Hype and headlines: looking beyond the abstract

Paul Raven @ 05-03-2009

immigration hate-hype in a UK tabloid newspaperWe try our best here at Futurismic to look beyond the sensational aspects of the news and dig into the real implications. Over at his place, Charlie Stross dissects the latest alcohol and cancer risk stories as covered in the mainstream media, and points out why it’s important to do so:

Alas, the Journal of the National Cancer Institute keeps the actual text behind a paywall; which makes it hard for me to check this takedown by Junkfood Science. However, I feel the need to quote two chunks of that post (which you really ought to read):

… there was no dose response between the number of drinks the women consumed and their risk for all cancers. Women drinking no alcohol at all had higher incidences for all cancers than 95% of the drinking women. The actual incidents of all cancers was 5.7% among the nondrinkers. The cancer incidents were lower among the women drinking up to 15 drinks a week: 5.2% among those consuming ≤2 drinks/week; 5.2% of those drinking 3-6 drinks/week; and 5.3% among those drinking 7-14 drinks a week. [Table 1.]

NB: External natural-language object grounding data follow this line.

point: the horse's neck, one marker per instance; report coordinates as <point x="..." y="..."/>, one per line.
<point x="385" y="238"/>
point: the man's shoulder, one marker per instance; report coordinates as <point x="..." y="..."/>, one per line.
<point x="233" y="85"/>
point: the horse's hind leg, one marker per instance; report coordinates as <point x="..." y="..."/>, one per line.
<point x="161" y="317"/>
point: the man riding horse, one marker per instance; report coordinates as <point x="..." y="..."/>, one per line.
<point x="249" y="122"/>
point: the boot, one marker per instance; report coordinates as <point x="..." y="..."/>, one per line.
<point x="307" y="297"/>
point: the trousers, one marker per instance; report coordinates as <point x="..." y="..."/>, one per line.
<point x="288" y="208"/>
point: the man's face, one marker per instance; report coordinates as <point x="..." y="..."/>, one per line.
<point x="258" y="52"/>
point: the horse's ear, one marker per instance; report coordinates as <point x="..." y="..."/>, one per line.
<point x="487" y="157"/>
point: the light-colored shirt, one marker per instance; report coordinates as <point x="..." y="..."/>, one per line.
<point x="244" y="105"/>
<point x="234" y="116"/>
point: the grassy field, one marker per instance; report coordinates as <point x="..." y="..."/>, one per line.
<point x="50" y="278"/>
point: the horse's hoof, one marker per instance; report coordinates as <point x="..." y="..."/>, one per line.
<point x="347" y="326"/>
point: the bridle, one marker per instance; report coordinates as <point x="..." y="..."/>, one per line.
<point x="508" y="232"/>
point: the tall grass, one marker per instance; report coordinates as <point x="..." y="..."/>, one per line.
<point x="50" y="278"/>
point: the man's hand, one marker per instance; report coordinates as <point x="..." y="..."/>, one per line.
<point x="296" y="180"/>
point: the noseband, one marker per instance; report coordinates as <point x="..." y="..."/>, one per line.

In other words, women drinking as many as two drinks a day were associated with lower actual incidences of all cancers compared with the nondrinkers.

In other words, the abstract of the paper was radically at odds with the substance of the study’s findings.

In other words, good news doesn’t sell newspapers… nor say what certain groups may want us to hear.

One can’t help but wonder how much of this is to do with the way the state funds scientific research; Ceaser hears what is pleasing unto Ceaser, AMIRITE? I’m guessing a lab or body that consistently finds results opposite to the ones desired isn’t going to get so many gigs offered to it further down the line… which isn’t to accuse scientists of lying so much as to accuse the bureaucracy that surrounds science of making concessions to external forces. [image by secretlondon123]

But then I wonder if I’m slipping into the conspiracist paranoia of my youth again. Who can we trust to tell us truth? Does the new multiplicity of news sources with different ideological filters make this problem smaller or larger?